E(X) and Var(X)

Understanding E(X) and Var(X)

E(X)

  • E(X), also known as the expected value of the random variable X, is a fundamental concept in probability. It is the long-term average value of repetitions of the experiment it represents.
  • To calculate the expected value, multiply each possible outcome by its probability, then add those values. The Greek letter μ (mu) is often used to represent the expected outcome.
  • If a random variable X has a probability function p(x), the expected value is defined as E(X) = Σ [ x * P(X=x) ].
  • In a uniform distribution, where each outcome has an equal chance of occurring, the expected value can be calculated as the average of all possible values.
  • The expected value doesn’t need to be an obtainable outcome.
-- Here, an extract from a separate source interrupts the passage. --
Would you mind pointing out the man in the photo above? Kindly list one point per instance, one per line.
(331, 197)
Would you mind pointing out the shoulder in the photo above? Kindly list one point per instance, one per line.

For instance, if a die roll (values 1 to 6) was repeated many times, the expected value would be 3.5 - a value not possible with one roll.

Var(X)

  • The Var(X) or variance of a random variable X measures how spread out the data is from the expected value.
  • In more mathematical terms, variance is the expected value of the squared deviation from the mean of the random variable.
  • If a random variable X has a probability function p(x), the variance is defined as Var(X) = E[(X - E[X])^2].
  • Variance can also calculated as Var(X) = E(X^2) - [E(X)]^2 - the difference between the expectation of the square of X and the square of the expectation of X.
  • Variance is always non-negative because squared numbers are always positive or zero.
  • It’s important to note that the larger the variance, the more spread out the data is.
  • The square root of variance gives us the standard deviation, which allows us to look at our dispersion in terms of our original variable X.

Knowing how to interpret and calculate E(X) and Var(X) is crucial in understanding the behaviour of random variables and provides the foundation for many statistical methods.